The relationship between police and minority groups continues to be a tough conversation but it's one 18-year-old Mariah Rhodes and 24-year-old Maraieh Sowell won't shy away from.
Both graduated from Tennessee State's University Collegiate Citizens Police Academy. It gives criminal justice majors an inside look at how the Metro Nashville Police department works and hopefully recruit potential officers.
"Specifically we found out that anytime you pull over a car it's scary," Rhodes said.
Rhodes, a sophomore, said the academy also created a way for officers to better understand why some may not trust law enforcement.
After the shooting and killing of 25-year-old Daniel Hambrick, both graduates said they know trust in the community is broken.
"It's hard trying to build back up a system that has seemed to fail us as African-Americans.
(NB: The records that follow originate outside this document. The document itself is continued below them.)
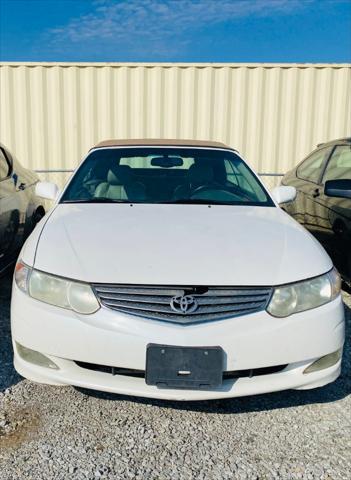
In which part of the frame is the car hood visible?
[35,204,332,286]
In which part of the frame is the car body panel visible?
[282,139,351,283]
[31,204,332,286]
[11,142,344,400]
[0,144,45,273]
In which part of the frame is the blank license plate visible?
[145,343,223,390]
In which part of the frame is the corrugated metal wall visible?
[0,63,351,173]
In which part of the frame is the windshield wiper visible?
[61,197,134,203]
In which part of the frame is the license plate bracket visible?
[145,343,224,390]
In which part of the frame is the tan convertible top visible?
[92,138,233,150]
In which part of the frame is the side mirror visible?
[35,182,60,200]
[324,180,351,198]
[272,185,296,205]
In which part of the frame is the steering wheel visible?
[190,183,252,201]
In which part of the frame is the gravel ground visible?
[0,270,351,480]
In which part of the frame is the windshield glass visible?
[61,147,274,206]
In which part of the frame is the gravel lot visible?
[0,270,351,480]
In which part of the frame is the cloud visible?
[47,0,313,55]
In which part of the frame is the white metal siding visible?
[0,63,351,173]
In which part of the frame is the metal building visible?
[0,62,351,177]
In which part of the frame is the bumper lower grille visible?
[93,284,272,324]
[75,361,288,380]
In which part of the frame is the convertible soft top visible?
[92,138,233,150]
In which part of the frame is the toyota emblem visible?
[170,295,198,315]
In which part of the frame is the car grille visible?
[75,360,288,380]
[93,284,272,324]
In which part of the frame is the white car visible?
[11,140,344,400]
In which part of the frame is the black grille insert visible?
[75,361,288,380]
[93,284,272,324]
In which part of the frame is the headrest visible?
[107,165,131,185]
[189,164,214,185]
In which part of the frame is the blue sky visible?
[0,0,351,62]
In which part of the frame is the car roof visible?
[317,137,351,148]
[92,138,234,150]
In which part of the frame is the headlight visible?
[15,261,100,314]
[267,268,341,317]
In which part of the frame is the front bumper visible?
[11,285,344,400]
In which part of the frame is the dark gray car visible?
[282,138,351,285]
[0,144,45,274]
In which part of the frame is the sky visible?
[0,0,351,63]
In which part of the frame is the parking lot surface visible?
[0,275,351,480]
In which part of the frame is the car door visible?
[316,145,351,279]
[296,146,332,236]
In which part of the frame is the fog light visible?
[303,348,342,373]
[16,342,59,370]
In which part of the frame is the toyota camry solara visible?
[11,140,344,400]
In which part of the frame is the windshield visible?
[61,147,274,206]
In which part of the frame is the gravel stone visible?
[0,275,351,480]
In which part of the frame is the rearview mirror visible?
[324,180,351,198]
[151,157,184,168]
[35,182,60,200]
[272,185,296,205]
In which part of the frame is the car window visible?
[61,147,274,206]
[323,145,351,183]
[297,147,331,183]
[0,148,11,181]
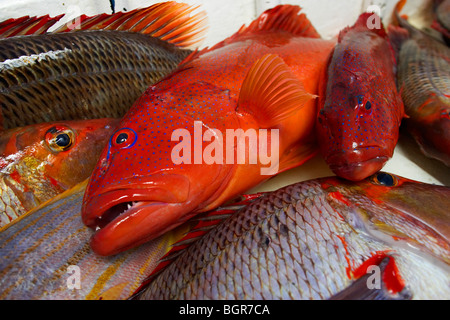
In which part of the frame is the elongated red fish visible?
[317,13,404,180]
[82,5,334,255]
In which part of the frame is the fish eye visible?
[110,128,137,149]
[45,127,75,152]
[372,172,398,187]
[116,132,128,144]
[356,95,364,106]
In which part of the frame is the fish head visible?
[316,59,399,181]
[328,171,450,264]
[0,119,118,189]
[82,80,236,255]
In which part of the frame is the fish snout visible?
[325,146,392,181]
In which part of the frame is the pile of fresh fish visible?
[0,0,450,299]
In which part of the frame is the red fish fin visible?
[330,252,412,300]
[54,1,207,47]
[236,54,316,128]
[130,192,266,299]
[0,14,64,38]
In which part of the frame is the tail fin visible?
[0,1,207,47]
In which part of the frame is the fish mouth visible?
[326,147,391,181]
[81,177,193,256]
[84,192,195,256]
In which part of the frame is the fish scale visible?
[0,182,188,300]
[0,30,191,128]
[140,173,450,300]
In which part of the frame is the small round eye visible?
[356,95,364,106]
[111,128,137,149]
[373,172,398,187]
[55,133,72,148]
[45,127,75,152]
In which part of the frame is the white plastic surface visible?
[0,0,450,191]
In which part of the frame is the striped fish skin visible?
[0,30,191,129]
[393,0,450,166]
[397,35,450,166]
[139,172,450,299]
[0,182,185,300]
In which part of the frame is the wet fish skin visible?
[137,172,450,300]
[316,13,404,181]
[396,2,450,166]
[0,181,187,300]
[0,118,119,227]
[82,5,334,255]
[0,30,191,129]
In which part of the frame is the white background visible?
[0,0,450,191]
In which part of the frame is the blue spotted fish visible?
[82,5,335,255]
[316,13,404,181]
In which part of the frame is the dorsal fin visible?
[0,1,207,47]
[130,192,266,299]
[236,54,316,128]
[0,14,64,38]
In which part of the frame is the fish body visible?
[397,2,450,166]
[431,0,450,45]
[0,181,187,300]
[139,172,450,300]
[0,118,119,227]
[316,13,404,180]
[0,2,207,129]
[82,5,334,255]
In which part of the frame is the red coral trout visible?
[82,5,334,255]
[391,1,450,166]
[0,181,188,300]
[135,172,450,300]
[316,13,404,180]
[0,119,119,227]
[0,1,205,129]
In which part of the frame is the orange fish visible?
[82,5,334,255]
[316,13,404,181]
[0,118,119,227]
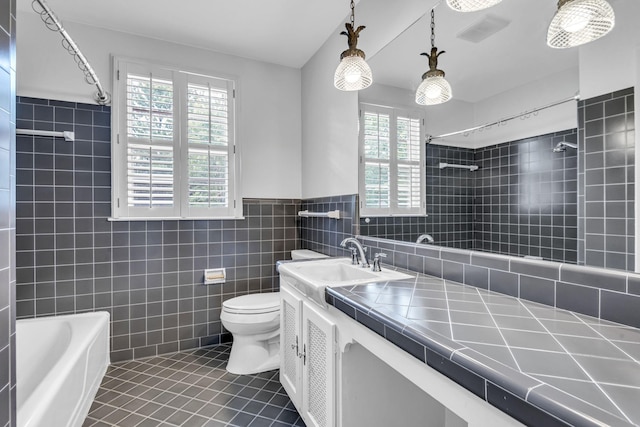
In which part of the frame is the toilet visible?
[220,249,327,375]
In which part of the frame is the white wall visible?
[360,69,579,148]
[17,12,302,198]
[578,0,640,99]
[302,0,430,198]
[468,69,579,148]
[302,26,365,198]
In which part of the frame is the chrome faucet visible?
[416,234,435,243]
[371,252,387,271]
[340,237,369,268]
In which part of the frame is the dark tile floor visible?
[83,344,305,427]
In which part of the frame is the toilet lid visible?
[222,292,280,314]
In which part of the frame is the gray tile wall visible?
[16,97,300,361]
[476,129,578,263]
[359,129,578,263]
[424,144,476,249]
[0,0,16,427]
[300,195,640,328]
[359,144,474,249]
[578,88,636,271]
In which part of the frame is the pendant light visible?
[416,9,451,105]
[547,0,615,49]
[333,0,373,91]
[447,0,502,12]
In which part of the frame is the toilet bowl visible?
[220,292,280,375]
[220,249,326,375]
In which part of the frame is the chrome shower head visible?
[553,141,578,153]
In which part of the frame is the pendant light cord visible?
[351,0,356,27]
[431,9,436,48]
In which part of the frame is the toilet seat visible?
[222,292,280,314]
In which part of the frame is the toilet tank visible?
[291,249,329,259]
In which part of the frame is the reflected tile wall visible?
[578,88,635,271]
[17,98,300,361]
[474,129,578,263]
[0,0,16,427]
[359,129,577,263]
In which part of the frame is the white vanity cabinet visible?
[280,277,336,427]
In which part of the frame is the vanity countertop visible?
[326,273,640,427]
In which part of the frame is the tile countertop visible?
[325,266,640,427]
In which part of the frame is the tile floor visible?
[83,344,305,427]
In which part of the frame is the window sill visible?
[107,216,245,222]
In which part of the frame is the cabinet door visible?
[280,288,302,411]
[302,303,336,427]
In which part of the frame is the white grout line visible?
[478,292,524,373]
[522,304,633,424]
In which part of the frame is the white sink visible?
[279,258,414,306]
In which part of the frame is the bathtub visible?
[16,312,109,427]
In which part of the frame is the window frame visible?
[358,102,427,217]
[109,56,243,221]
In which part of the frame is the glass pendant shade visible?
[447,0,502,12]
[416,75,451,105]
[547,0,615,49]
[333,55,373,91]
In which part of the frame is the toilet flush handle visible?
[291,335,300,357]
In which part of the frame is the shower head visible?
[553,141,578,153]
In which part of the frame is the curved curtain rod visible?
[31,0,111,105]
[427,95,580,144]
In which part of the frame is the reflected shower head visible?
[553,141,578,153]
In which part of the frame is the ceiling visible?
[18,0,619,103]
[17,0,356,68]
[369,0,578,103]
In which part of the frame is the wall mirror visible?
[359,0,635,270]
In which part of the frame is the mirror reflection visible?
[359,0,635,270]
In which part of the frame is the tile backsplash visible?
[17,98,300,361]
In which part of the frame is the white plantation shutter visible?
[396,116,426,214]
[183,76,234,216]
[359,104,425,216]
[362,107,391,213]
[112,59,241,218]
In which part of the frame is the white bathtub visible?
[16,312,109,427]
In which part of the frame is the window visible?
[112,59,242,218]
[359,104,426,216]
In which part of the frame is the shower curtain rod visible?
[31,0,111,105]
[427,95,580,144]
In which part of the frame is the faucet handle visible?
[349,246,360,265]
[371,252,387,271]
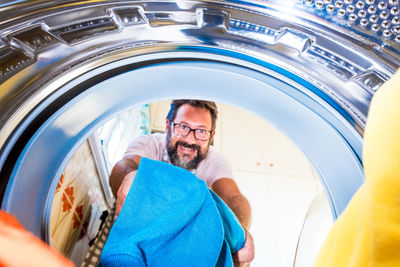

It's extremely hard but working in law-enforcement it's a way that you can approach someone," Rhodes said.
"Sometimes you might get a good vibe, sometimes you don't but you never know until you really get to know that person or just talk to that person," Sowell said.
"With the question gaining back trust, that will happen over time but you'll have to get the right people in line for that to happen," Rhodes said.
TSU has gained national attention for its Citizens Police Academy.
In June, HBCU Digest Awards recognized it as the Best Student Organization in the nation.